Later Life
When he got back to England, the journalist Richard Steele interviewed Selkirk about his adventures and wrote a much-read article about him in The Englishman. After a few months of living in London, he began to seem more like his old self again. Enriched by his share of the Duke's plundered wealth—about £800 (equivalent to £106,000 today)—Selkirk appeared set to enjoy a life of ease and celebrity. Nevertheless, the sea would continue to beckon him.
Early in 1717 Selkirk returned to Lower Largo. There he met Sophia Bruce, a sixteen-year-old dairymaid. They eloped to London but apparently did not marry. In March 1717 he went off to sea again. While on a visit to Plymouth, he married a widowed innkeeper named Frances Candis. In November 1720 he joined the Royal Navy. Selkirk was serving as a master's mate on board the HMS Weymouth when, according to the ship's log, he died on 13 December 1721, evidently succumbing to the yellow fever that had plagued the voyage. He was buried at sea off the west coast of Africa.
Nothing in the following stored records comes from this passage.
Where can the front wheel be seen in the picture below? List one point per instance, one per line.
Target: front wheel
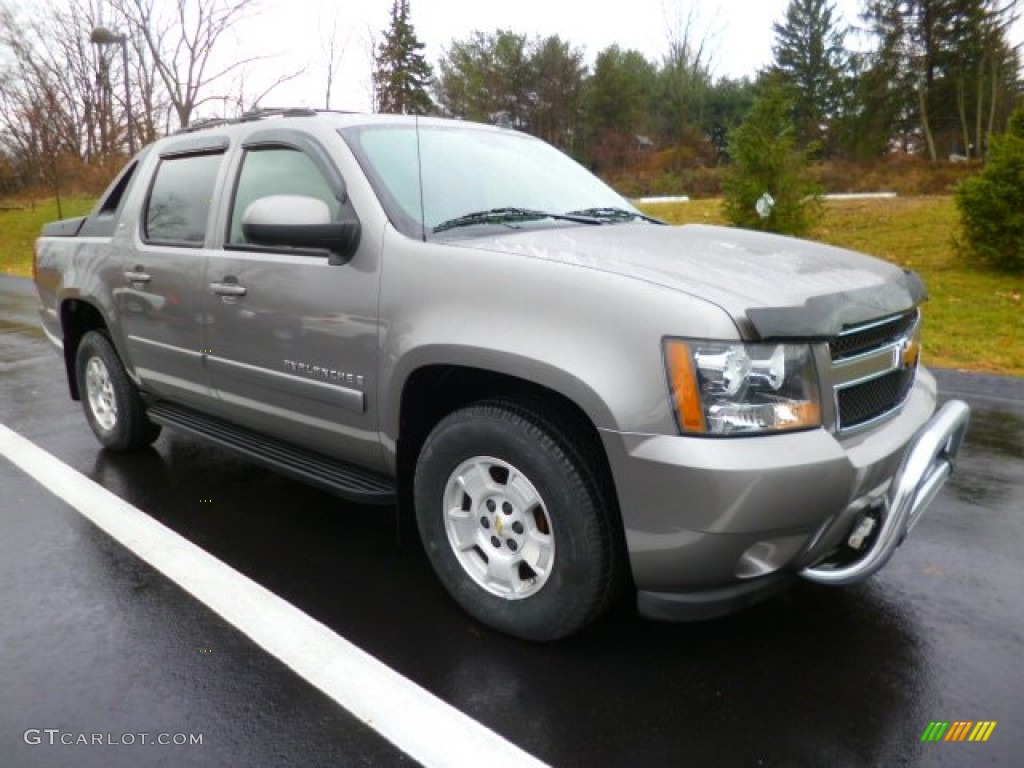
(110, 399)
(514, 520)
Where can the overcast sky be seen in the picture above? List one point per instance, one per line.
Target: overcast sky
(297, 30)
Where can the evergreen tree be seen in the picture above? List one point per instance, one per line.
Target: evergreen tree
(812, 64)
(953, 70)
(768, 185)
(991, 204)
(401, 75)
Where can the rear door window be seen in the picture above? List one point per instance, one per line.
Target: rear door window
(178, 209)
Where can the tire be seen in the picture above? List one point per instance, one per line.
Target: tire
(110, 399)
(514, 521)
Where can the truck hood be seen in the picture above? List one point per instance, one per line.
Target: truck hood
(784, 288)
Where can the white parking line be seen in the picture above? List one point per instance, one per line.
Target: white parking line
(414, 720)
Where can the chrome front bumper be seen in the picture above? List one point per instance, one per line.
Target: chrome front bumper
(926, 467)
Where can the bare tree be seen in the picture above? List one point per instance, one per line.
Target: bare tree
(180, 45)
(333, 51)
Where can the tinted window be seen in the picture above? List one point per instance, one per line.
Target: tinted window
(278, 170)
(179, 202)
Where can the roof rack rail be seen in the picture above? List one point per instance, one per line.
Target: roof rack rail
(258, 114)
Those who spoke to Selkirk after his rescue, such as Captain Rogers and the journalist Steele, were impressed by the tranquillity of mind and vigour of body that Selkirk had attained while on the island. Rogers stated that "One may see that solitude and retirement from the world is not such an insufferable state of life as most men imagine, especially when people are fairly called or thrown into it unavoidably, as this man was." Steele added that "This plain man's story is a memorable example, that he is happiest who confines his wants to natural necessities; and he that goes further in his desires, increases his wants in proportion to his acquisitions."